The Stars Never Rise

“Maddock keeps trying to apply science to a situation where it clearly doesn’t belong,” Devi said thinly.

“Of course it belongs,” he insisted. “Finn can’t just wish himself across town. He actually has to go there, just like the rest of us. Only, we can’t see or hear him walking unless he borrows someone’s body.”

“Wait, how can he walk without—”

A familiar three-note fanfare from the television stole the words from my tongue and the thought from my head. My heart started pounding the minute the national news anchor, Brother Jonathan Sayers, took his position behind the news desk, shuffling the papers in front of him so we could all see the gold embroidery on his purple cassock sleeve and the sacred flames branded on his right hand. Sayers was a national icon. I’d seen him nearly every day of my life.

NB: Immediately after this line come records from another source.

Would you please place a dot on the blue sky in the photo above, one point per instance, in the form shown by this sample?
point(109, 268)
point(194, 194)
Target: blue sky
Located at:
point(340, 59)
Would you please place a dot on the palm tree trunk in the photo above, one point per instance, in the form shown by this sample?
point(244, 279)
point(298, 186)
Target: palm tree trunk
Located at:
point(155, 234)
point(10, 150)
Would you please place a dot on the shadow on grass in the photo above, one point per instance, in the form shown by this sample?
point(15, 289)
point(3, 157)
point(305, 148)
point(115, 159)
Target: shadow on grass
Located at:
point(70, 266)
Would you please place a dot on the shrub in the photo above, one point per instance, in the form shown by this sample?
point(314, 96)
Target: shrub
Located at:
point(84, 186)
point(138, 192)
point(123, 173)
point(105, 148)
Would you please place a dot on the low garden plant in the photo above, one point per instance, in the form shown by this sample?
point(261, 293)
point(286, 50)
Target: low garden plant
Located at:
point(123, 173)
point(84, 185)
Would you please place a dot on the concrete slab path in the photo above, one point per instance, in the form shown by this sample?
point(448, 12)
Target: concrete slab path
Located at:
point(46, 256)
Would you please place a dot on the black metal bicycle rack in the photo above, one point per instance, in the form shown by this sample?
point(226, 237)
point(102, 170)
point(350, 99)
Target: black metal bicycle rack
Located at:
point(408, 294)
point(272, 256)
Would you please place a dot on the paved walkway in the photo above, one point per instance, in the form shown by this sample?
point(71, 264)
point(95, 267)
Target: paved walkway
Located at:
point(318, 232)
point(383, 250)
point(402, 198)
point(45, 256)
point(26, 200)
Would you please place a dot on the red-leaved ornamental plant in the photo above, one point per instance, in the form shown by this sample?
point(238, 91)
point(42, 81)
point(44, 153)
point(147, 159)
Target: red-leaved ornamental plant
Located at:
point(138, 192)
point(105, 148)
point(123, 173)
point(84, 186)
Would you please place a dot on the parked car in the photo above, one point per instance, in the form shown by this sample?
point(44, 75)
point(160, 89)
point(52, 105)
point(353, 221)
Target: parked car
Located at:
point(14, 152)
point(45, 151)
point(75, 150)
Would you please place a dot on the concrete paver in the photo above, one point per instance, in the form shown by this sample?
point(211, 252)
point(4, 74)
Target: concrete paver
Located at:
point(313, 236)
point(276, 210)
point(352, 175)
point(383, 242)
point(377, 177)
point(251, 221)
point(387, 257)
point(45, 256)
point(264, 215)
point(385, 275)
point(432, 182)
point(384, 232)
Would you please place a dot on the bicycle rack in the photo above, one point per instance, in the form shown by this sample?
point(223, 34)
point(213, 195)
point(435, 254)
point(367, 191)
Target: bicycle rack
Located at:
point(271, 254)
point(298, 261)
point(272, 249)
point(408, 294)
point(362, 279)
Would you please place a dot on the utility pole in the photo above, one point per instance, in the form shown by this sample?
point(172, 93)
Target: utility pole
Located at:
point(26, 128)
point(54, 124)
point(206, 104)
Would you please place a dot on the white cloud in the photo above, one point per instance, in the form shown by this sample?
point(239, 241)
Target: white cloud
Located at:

My foot tapped nervously on the carpet as he said his usual “good morning” to the nation, and then I sat up straight, my pulse racing at his next words. “And now we go live to Sister Pamela Williams, who is on location for us today in New Temperance, where I understand there was a bit of trouble overnight?”

“That’s right, Brother Jonathan.” The anchorman disappeared from the screen, and I gasped when Sister Pamela came into focus in her purple robe, holding a microphone in her branded right hand. I recognized the building behind her. It was the administration building for the New Temperance Day School.

My school.

“Overnight, the citizens of New Temperance slept peacefully in their homes, unaware that the biggest threat to their safety lay not outside the town walls, in the badlands, but within the town itself. Within, in fact, one of their own children.”

“Oh, the melodrama!” Devi rolled her eyes, but her jaw was tense and her forehead furrowed. She was almost as nervous as I was.

“Last night, police and other Church officials responding to an emergency on the east side of New Temperance found sixteen-year-old Nina Kane—a local high school senior—strangling her own mother with her bare hands.”

“Oh no…,” I whispered.

My junior-year school picture appeared on the screen, in front of a national audience of millions, and though I was safe and hidden—at least temporarily—I suddenly felt more exposed and vulnerable than I ever had in my life.

As I stared at my own image, my heart pounding against my sternum, I wondered how it was possible that I’d looked so young less than a year before.

“Responding officers report that Kane seemed—quote—‘gleeful and remorseless’ as she stood over her mother’s body. She refused to surrender to the authorities, and when they tried to arrest her, Kane produced a handgun and shot the lead officer in the chest. He was pronounced dead upon arrival at New Temperance General Hospital.”

“They weren’t police, they were exorcists!” I snapped at the television. “Fake exorcists, who were pointing guns at me! And I’ve never even held a gun!”

“They can’t tell the truth,” Grayson whispered, still staring at the screen. “I think they’re allergic.”

“They’re scripting the news. That’s what the Church does.” Reese shrugged as if it were no big deal, but he looked just as angry as I was. “My dad said they recruit their reporters from college theater programs.”

Devi huffed. “Well, that would certainly explain the melodrama.”

I heard them, but none of it truly sank in. After years of hiding my home life from all forms of authority, I was wanted by the Church. Millions of people thought I’d strangled my mother and killed a cop, and now they all knew exactly what I looked like.

I couldn’t turn away from the screen until my picture disappeared and Sister Pamela was back.

“Officers returned fire, but Kane fled the scene, and now the Church is asking for your help finding her.”

My picture appeared again, this time in a little window next to Sister Pamela’s head.

“Nina Elizabeth Kane has brown hair and light blue eyes. She is five feet six, approximately one hundred and twenty pounds.” Which they knew from my latest physical. “Kane was last seen fleeing her east New Temperance neighborhood on foot, but police believe she is still in the area. If you see or hear from her, please call the number at the bottom of your screen, but do not attempt to contact her. Nina Kane is considered armed and dangerous, and Church officials have confirmed that she is, in fact, a victim of demonic possession.”

I groaned, and the camera zoomed in on Sister Pamela’s serious expression. “She may look and act like the girl many of you in New Temperance knew before yesterday, but the truth is that Nina Kane is dead, and the demon in control of her body will not hesitate to kill anyone in her path.”